Sometimes, after a while, we stop feeling so hurt and ask others for forgiveness, the wound gives way to a guilt that does not happen, until the day when (fortunately, I think), we painfully discover that what remains is to forgive ourselves. ?Was it me?.

It is this day that comes full of clarity, as if you had been honored by a divine light that will show you those dark spots that you have not yet seen. Points themselves? We’re to blame. For a moment in your life, or in many of them, you have chosen to live this, be in this situation, provoke that feeling, cultivate a friendship, a relationship, in any case the perception we choose is almost overwhelming.

You have not been the victim of circumstances or people, nor have you caused victims. We all make decisions that lead us to the paths we take. Sometimes (often) we make the wrong decisions, what can I do?I think only of learning from what we call “experience. “

Of course, I’m talking about tragic events, victims of violence, etc. , I’m talking about relationships between people. Loves, friends, workers, etc. I think at some point we see things the way we want them and we make a sale, sometimes quite firm, sometimes a little translucent, but that allows us to move forward regardless of the pros and cons.

Are there people who make decisions, good or bad, who trace a life trajectory by collecting pains, memories, loves, celebrations, disappointments?I think when you realize that everything is related to the decisions you make, the expectations you create, you understand that what you really lack is to forgive the other. Ourselves.

The other did what we let him. We did what we wanted to each other to satisfy a need, and that allowed for that too. There are no culprits.

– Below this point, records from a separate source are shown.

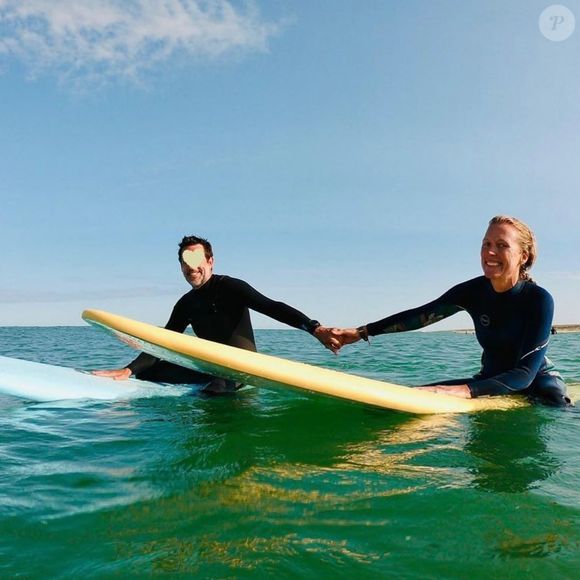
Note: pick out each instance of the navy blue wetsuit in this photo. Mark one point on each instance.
(513, 329)
(217, 311)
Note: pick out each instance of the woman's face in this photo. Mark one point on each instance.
(502, 256)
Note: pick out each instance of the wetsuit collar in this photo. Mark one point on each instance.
(515, 290)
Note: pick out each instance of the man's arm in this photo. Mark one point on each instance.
(282, 312)
(177, 322)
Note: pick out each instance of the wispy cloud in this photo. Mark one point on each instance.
(100, 40)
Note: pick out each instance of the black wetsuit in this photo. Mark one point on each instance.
(217, 311)
(513, 329)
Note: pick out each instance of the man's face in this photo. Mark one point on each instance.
(196, 268)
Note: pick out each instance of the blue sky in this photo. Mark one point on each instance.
(342, 156)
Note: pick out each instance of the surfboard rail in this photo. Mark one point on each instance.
(265, 370)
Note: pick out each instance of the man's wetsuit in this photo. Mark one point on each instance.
(217, 311)
(513, 329)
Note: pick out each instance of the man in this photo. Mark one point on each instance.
(217, 308)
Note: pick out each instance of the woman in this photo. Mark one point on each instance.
(511, 314)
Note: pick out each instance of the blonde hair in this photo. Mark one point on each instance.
(526, 239)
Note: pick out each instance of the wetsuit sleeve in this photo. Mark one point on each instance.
(446, 305)
(532, 353)
(277, 310)
(177, 322)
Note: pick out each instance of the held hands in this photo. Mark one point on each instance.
(116, 374)
(335, 338)
(327, 337)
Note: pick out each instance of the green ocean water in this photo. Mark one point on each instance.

There are no victims. Only people, alive, selfish and realistic looking for what suits them.

Forgive me for packing up and leaving. I’m sorry I came here with the intention of staying and then realizing that it wasn’t. I’m sorry I blindly trusted someone imperfect. Forgive me for saying things I didn’t really feel, but wanted to. Forgive me for feeling the need to do it again, even if the person who accompanies you is where you are.

Do you forgive yourself for blaming yourself so much, when it’s all part of what we call living?Because there’s no victimism. There are people who make decisions all the time. Action and reaction. Law of physics. The law of life, also known as? Vivre.